HDU 6077 Time To Get Up -暴力枚举-2017多校联盟4 第11题

Time To Get Up

Time Limit: 2000/1000 MS (Java/Others)    Memory Limit: 524288/524288 K (Java/Others)
Total Submission(s): 0    Accepted Submission(s): 0

Problem Description

Little Q's clock is alarming! It's time to get up now! However, after reading the time on the clock, Little Q lies down and starts sleeping again. Well, he has5 alarms, and it's just the first one, he can continue sleeping for a while.

Little Q's clock uses a standard 7-segment LCD display for all digits, plus two small segments for the '':'', and shows all times in a 24-hour format. The '':'' segments are on at all times.



Your job is to help Little Q read the time shown on his clock.

 

Input

The first line of the input contains an integer T(1≤T≤1440), denoting the number of test cases.

In each test case, there is an 7×21 ASCII image of the clock screen.

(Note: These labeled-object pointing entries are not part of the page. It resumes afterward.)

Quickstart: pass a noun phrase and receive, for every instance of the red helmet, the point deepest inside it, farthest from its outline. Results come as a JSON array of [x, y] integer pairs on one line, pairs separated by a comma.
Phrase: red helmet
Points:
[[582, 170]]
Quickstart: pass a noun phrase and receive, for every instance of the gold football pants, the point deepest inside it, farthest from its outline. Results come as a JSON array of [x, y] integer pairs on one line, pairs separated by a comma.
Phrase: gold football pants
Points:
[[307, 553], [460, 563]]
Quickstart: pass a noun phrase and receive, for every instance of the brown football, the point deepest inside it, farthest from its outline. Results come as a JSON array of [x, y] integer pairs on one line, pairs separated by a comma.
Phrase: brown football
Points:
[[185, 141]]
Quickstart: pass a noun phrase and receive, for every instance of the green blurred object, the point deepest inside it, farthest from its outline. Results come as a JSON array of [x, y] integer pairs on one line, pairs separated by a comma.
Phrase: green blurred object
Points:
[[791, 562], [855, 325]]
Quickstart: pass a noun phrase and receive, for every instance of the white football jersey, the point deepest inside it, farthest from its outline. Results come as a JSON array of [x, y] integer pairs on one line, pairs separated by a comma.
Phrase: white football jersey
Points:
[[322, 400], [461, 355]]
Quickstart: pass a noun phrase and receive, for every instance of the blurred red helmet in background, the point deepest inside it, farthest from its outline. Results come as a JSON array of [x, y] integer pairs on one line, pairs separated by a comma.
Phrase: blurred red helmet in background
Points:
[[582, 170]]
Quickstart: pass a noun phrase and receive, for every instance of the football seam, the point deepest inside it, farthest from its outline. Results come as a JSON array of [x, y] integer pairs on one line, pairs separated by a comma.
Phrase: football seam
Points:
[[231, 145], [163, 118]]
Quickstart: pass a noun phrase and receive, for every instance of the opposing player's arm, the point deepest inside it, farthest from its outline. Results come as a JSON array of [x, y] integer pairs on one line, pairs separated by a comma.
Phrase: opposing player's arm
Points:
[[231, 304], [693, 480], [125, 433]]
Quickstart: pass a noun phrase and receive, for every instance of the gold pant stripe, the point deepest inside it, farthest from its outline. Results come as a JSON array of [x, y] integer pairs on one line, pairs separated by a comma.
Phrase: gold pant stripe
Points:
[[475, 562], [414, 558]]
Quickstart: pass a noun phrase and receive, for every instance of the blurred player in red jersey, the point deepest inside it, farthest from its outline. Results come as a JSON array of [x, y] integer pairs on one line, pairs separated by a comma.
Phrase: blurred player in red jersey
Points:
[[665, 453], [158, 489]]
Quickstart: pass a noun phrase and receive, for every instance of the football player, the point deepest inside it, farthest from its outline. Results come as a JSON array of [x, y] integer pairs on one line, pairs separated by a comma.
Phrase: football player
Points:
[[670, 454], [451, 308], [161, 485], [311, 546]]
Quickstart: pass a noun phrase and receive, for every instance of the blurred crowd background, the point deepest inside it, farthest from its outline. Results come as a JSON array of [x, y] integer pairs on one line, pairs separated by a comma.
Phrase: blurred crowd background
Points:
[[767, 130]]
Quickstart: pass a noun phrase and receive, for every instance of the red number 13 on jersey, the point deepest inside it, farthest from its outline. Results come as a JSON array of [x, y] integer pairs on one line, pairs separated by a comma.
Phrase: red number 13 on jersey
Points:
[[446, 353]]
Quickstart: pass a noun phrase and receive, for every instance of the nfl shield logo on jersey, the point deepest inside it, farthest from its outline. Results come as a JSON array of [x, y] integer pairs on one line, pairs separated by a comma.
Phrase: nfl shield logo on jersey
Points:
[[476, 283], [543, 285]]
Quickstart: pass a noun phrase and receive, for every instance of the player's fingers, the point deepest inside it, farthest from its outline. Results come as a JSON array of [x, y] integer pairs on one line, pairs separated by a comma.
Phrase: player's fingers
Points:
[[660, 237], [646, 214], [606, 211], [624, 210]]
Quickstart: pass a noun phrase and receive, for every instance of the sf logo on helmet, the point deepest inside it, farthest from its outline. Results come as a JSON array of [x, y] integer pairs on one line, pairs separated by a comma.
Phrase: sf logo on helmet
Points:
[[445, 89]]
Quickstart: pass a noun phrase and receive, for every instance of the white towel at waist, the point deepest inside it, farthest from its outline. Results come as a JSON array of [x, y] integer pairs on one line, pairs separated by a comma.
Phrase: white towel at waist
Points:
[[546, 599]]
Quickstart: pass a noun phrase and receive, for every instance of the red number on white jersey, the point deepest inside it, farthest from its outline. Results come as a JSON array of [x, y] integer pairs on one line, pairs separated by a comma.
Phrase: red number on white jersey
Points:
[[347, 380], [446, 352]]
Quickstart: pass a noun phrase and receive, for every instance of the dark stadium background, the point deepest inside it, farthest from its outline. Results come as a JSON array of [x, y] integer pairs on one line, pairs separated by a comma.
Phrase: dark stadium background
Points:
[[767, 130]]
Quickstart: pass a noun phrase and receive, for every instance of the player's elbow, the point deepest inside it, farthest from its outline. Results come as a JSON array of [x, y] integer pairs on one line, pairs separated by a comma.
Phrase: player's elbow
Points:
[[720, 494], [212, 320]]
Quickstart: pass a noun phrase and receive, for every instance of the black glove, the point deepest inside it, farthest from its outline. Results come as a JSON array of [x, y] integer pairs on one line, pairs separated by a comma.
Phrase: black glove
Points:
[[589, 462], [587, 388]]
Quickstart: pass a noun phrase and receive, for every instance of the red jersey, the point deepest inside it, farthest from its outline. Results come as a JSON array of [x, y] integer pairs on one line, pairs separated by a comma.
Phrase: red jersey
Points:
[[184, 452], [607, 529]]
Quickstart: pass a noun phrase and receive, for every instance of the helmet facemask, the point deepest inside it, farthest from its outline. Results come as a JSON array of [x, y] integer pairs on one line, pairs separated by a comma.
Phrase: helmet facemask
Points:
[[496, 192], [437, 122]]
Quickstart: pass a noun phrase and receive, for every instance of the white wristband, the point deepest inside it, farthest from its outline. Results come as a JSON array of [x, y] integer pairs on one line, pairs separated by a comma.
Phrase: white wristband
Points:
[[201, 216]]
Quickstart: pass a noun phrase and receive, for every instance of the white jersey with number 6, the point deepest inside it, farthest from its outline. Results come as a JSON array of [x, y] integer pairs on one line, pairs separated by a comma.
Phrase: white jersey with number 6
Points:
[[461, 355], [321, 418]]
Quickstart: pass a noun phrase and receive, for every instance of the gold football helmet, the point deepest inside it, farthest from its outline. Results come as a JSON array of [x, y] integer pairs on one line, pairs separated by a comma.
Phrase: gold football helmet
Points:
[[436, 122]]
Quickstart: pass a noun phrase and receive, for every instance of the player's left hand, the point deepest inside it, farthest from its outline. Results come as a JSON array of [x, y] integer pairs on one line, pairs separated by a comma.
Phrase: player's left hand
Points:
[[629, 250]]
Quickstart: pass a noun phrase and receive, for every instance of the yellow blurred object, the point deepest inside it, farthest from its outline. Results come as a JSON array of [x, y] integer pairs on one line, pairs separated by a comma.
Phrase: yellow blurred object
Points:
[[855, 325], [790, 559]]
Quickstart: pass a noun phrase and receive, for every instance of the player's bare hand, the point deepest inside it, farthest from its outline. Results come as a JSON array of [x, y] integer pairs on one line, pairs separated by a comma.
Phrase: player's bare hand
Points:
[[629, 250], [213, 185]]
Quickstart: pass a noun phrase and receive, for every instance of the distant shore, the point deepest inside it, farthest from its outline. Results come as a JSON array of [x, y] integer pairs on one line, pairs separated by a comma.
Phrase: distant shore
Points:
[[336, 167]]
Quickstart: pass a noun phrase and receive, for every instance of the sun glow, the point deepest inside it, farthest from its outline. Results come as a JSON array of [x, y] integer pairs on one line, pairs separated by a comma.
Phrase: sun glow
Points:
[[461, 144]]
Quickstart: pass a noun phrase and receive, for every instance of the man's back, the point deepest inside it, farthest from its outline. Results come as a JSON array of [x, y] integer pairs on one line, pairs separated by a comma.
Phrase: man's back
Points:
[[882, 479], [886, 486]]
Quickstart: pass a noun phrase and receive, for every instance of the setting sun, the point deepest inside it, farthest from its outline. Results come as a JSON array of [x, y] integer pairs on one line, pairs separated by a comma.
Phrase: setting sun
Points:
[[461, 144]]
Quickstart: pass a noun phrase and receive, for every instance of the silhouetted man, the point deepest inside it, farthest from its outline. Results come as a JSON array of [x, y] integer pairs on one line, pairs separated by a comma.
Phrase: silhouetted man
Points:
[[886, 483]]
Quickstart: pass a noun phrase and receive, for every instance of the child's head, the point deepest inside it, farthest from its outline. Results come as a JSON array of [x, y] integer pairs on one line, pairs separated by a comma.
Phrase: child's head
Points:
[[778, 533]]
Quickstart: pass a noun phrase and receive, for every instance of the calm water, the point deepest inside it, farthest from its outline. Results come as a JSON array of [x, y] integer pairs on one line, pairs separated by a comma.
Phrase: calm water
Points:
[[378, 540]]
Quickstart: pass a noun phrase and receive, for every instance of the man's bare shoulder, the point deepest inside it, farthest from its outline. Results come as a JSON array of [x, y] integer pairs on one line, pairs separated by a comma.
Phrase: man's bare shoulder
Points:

All digit segments are represented by two characters, and each colon segment is represented by one character. The character ''X'' indicates a segment that is on while ''.'' indicates anything else. See the sample input for details.

 

Output

For each test case, print a single line containing a stringt in the format of HH:MM, where t(00:00≤t≤23:59), denoting the time shown on the clock.

 

Sample Input

1
.XX...XX.....XX...XX.
X..X....X......X.X..X
X..X....X.X....X.X..X
......XX.....XX...XX.
X..X.X....X....X.X..X
X..X.X.........X.X..X
.XX...XX.....XX...XX.

 

Sample Output

02:38

题意：

读出用x组成的7字数码管的显示值，格式是HH:MM

解题思路

一共四位，每位有0~9 这10中可能，枚举对比一下就好。

代码

#include <iostream>
#include <cstdio>
#include <cstring>
using namespace std;

const char num[10][7][5] = {".XX.", "X..X", "X..X", "....", "X..X", "X..X", ".XX.",
                            "....", "...X", "...X", "....", "...X", "...X", "....",
                            ".XX.", "...X", "...X", ".XX.", "X...", "X...", ".XX.",
                            ".XX.", "...X", "...X", ".XX.", "...X", "...X", ".XX.",
                            "....", "X..X", "X..X", ".XX.", "...X", "...X", "....",
                            ".XX.", "X...", "X...", ".XX.", "...X", "...X", ".XX.",
                            ".XX.", "X...", "X...", ".XX.", "X..X", "X..X", ".XX.",
                            ".XX.", "...X", "...X", "....", "...X", "...X", "....",
                            ".XX.", "X..X", "X..X", ".XX.", "X..X", "X..X", ".XX.",
                            ".XX.", "X..X", "X..X", ".XX.", "...X", "...X", ".XX."};

char tm[10][25];
char n[7][5];

int check(){
    for (int i=0; i<10; i++){
        bool flag = true;
        for (int j=0; j<7; j++){
            if (strcmp(n[j], num[i][j]) != 0){
                flag = false;
                break;
            }
        }
        if (flag){
            return i;
        }
    }
    return -1;
}

int main()
{
    int t;

    scanf("%d", &t);
    while (t > 0){
        t--;

        for (int i=0; i<7; i++) scanf("%s", tm[i]);

        int a, b, c, d;
        for (int i=0; i<7; i++){
            strncpy(n[i], tm[i], 4);
        }
        a = check();
        for (int i=0; i<7; i++){
            strncpy(n[i], tm[i]+5, 4);
        }
        b = check();
        for (int i=0; i<7; i++){
            strncpy(n[i], tm[i]+12, 4);
        }
        c = check();
        for (int i=0; i<7; i++){
            strncpy(n[i], tm[i]+17, 4);
        }
        d = check();
        printf("%d%d:%d%d\n", a,b,c,d);
    }
    return 0;
}